Sharp Rates in Dependent Learning Theory: Avoiding Sample Size Deflation for the Square Loss

In this work, we study statistical learning with dependent ($\beta$-mixing) data and square loss in a hypothesis class $\mathscr{F}\subset L_{\Psi_p}$ where $\Psi_p$ is the norm $\|f\|_{\Psi_p} \triangleq \sup_{m\geq 1} m^{-1/p} \|f\|_{L^m} $ for some $p\in [2,\infty]$. Our inquiry is motivated by the search for a sharp noise interaction term, or variance proxy, in learning with dependent data. Absent any realizability assumption, typical non-asymptotic results exhibit variance proxies that are deflated multiplicatively by the mixing time of the underlying covariates process. We show that whenever the topologies of $L^2$ and $\Psi_p$ are comparable on our hypothesis class $\mathscr{F}$ -- that is, $\mathscr{F}$ is a weakly sub-Gaussian class: $\|f\|_{\Psi_p} \lesssim \|f\|_{L^2}^\eta$ for some $\eta\in (0,1]$ -- the empirical risk minimizer achieves a rate that only depends on the complexity of the class and second order statistics in its leading term. Our result holds whether the problem is realizable or not and we refer to this as a \emph{near mixing-free rate}, since direct dependence on mixing is relegated to an additive higher order term. We arrive at our result by combining the above notion of a weakly sub-Gaussian class with mixed tail generic chaining. This combination allows us to compute sharp, instance-optimal rates for a wide range of problems. Examples that satisfy our framework include sub-Gaussian linear regression, more general smoothly parameterized function classes, finite hypothesis classes, and bounded smoothness classes.
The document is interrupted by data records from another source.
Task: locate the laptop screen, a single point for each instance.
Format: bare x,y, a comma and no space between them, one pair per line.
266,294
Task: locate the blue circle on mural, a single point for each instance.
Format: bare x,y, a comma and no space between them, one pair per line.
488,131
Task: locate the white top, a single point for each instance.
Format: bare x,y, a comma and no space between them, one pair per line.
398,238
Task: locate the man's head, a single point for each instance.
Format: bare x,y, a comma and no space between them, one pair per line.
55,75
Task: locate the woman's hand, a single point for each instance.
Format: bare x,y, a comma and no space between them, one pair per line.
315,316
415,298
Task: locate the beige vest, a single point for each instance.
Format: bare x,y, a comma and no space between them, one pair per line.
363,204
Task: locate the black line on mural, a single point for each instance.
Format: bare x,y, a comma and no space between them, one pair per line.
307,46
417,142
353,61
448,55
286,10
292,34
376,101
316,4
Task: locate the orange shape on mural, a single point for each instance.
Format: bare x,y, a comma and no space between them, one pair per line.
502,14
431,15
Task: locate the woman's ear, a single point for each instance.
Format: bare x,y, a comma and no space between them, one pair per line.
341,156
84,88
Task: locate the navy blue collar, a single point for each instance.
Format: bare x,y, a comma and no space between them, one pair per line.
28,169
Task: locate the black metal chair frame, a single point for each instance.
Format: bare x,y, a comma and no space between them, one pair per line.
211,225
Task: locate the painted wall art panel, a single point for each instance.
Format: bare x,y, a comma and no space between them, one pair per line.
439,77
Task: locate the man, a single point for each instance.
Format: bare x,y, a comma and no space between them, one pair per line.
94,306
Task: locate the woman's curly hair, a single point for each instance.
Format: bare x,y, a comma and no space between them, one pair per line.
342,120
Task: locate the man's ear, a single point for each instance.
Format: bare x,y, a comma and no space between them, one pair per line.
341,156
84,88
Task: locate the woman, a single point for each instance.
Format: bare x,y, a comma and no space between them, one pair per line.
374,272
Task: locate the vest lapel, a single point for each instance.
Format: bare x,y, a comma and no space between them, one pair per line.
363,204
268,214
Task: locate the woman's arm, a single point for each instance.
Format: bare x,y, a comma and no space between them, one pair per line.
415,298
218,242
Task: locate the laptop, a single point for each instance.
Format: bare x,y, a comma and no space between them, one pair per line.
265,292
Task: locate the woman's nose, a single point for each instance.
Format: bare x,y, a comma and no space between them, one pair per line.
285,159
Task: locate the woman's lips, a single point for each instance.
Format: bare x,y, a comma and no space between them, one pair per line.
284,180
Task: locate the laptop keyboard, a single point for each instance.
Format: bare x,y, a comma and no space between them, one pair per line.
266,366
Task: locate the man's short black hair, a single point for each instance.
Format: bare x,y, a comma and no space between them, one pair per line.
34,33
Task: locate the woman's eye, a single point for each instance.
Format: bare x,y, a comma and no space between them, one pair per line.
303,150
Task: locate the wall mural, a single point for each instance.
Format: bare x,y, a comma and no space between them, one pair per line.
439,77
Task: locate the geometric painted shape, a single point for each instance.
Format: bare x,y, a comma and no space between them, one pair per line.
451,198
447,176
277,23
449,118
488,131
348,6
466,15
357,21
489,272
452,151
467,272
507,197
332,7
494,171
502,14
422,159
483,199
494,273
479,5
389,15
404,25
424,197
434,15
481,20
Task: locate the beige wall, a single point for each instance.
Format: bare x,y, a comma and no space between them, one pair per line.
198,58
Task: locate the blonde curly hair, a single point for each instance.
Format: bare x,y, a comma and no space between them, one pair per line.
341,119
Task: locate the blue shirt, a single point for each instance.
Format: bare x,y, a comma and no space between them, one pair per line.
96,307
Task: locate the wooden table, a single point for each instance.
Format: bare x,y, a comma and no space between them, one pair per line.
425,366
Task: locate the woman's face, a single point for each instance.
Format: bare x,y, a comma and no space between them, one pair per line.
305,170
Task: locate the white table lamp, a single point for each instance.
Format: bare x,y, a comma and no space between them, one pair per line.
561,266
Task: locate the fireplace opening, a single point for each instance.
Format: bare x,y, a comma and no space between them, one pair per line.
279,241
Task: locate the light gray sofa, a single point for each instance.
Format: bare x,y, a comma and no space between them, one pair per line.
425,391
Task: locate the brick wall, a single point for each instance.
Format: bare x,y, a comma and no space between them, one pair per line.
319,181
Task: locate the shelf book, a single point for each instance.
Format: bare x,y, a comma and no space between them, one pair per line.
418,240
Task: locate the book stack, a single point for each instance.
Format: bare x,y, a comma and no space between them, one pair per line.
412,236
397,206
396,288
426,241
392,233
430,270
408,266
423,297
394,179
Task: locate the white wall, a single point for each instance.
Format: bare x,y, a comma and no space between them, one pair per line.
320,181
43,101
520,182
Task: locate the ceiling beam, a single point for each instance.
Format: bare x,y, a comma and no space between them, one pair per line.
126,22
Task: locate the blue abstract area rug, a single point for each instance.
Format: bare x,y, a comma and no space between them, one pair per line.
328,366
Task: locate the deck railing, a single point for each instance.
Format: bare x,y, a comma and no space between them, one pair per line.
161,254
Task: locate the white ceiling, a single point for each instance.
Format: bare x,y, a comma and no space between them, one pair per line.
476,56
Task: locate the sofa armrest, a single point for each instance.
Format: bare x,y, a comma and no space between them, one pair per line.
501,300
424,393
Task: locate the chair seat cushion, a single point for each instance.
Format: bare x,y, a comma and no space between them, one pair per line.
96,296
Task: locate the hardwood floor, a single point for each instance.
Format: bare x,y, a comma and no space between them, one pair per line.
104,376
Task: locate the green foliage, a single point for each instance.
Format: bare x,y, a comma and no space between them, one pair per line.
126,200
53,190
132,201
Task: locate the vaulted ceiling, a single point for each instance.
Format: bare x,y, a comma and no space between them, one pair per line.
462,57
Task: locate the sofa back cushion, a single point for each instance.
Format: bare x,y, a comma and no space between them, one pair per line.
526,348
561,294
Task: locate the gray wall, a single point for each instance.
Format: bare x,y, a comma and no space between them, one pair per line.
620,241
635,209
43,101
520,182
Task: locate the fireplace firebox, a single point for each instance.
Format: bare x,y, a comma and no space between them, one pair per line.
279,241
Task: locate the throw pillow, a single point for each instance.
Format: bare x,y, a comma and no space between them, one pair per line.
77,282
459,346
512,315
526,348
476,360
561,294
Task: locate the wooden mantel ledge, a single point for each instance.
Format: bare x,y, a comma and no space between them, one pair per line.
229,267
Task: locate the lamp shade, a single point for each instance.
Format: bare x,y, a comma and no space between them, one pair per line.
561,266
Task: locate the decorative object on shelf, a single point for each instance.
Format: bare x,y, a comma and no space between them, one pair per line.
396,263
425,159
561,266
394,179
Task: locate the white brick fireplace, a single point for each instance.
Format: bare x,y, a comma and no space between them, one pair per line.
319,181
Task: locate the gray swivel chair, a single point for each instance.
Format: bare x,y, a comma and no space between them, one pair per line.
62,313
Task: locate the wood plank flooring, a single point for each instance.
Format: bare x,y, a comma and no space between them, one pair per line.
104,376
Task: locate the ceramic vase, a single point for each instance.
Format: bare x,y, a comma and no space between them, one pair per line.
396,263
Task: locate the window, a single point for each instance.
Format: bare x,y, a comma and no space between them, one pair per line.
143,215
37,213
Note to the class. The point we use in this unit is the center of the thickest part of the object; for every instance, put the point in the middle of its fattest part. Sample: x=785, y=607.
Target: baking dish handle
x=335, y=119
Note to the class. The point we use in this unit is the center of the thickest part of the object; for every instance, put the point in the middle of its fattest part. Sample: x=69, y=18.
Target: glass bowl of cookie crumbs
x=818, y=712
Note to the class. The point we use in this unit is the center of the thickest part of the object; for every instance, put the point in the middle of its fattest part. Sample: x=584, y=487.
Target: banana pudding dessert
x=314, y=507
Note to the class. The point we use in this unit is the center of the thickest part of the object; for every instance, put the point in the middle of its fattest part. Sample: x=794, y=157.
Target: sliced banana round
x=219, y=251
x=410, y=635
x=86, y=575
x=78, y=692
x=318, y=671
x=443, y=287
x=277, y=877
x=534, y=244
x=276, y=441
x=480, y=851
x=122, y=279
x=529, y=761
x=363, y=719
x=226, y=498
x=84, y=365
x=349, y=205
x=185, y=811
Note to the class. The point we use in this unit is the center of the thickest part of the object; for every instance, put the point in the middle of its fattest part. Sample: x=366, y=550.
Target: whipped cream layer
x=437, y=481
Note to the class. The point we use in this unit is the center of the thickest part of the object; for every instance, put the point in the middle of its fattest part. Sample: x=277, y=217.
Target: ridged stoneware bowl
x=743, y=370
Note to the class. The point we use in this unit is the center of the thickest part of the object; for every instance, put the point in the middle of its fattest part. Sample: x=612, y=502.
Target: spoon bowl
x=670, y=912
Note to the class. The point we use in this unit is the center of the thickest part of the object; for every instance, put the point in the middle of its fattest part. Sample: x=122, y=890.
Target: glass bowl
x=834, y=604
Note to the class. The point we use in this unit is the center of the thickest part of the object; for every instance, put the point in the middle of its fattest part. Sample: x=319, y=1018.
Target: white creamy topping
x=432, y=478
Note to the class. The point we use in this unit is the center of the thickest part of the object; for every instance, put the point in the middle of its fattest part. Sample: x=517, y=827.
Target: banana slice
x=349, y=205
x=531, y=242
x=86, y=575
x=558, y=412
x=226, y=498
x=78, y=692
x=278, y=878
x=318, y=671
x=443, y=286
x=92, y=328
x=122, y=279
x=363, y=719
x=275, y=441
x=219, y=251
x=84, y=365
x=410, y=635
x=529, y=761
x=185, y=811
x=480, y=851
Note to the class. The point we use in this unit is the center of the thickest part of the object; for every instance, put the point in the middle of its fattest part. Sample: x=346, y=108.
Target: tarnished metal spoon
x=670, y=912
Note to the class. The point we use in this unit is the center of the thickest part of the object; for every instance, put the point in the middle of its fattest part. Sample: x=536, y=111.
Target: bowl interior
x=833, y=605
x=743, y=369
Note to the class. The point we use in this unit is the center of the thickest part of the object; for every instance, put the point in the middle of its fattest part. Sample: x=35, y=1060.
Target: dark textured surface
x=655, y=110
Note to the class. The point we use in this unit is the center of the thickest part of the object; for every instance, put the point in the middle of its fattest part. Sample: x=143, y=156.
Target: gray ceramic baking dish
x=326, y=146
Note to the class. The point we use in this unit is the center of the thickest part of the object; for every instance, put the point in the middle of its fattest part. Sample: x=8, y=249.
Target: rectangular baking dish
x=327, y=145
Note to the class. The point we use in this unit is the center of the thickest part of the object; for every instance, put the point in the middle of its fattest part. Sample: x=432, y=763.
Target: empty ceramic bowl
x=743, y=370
翻译：在本研究中，我们探讨了在假设类 $\mathscr{F}\subset L_{\Psi_p}$ 中，使用依赖数据（$\beta$混合）和平方损失进行统计学习的问题，其中 $\Psi_p$ 是范数 $\|f\|_{\Psi_p} \triangleq \sup_{m\geq 1} m^{-1/p} \|f\|_{L^m} $，$p\in [2,\infty]$。我们的研究动机在于寻找依赖数据学习中尖锐的噪声交互项，即方差代理。在没有任何可实现性假设的情况下，典型的非渐近结果所展示的方差代理会因底层协变量过程的混合时间而产生乘性缩减。我们证明，只要 $L^2$ 和 $\Psi_p$ 的拓扑在我们的假设类 $\mathscr{F}$ 上具有可比性——即 $\mathscr{F}$ 是一个弱次高斯类：对于某个 $\eta\in (0,1]$，有 $\|f\|_{\Psi_p} \lesssim \|f\|_{L^2}^\eta$——那么经验风险最小化器所达到的速率，其主项仅依赖于该类的复杂度和其二阶统计量。我们的结果无论问题是否可实现都成立，我们称之为一种近混合无关速率，因为对混合的直接依赖被降级为一个加性的高阶项。我们通过将上述弱次高斯类的概念与混合尾泛链化方法相结合，得出了这一结果。这种结合使我们能够为广泛的问题计算尖锐的、实例最优的速率。满足我们框架的例子包括次高斯线性回归、更一般的平滑参数化函数类、有限假设类以及有界光滑类。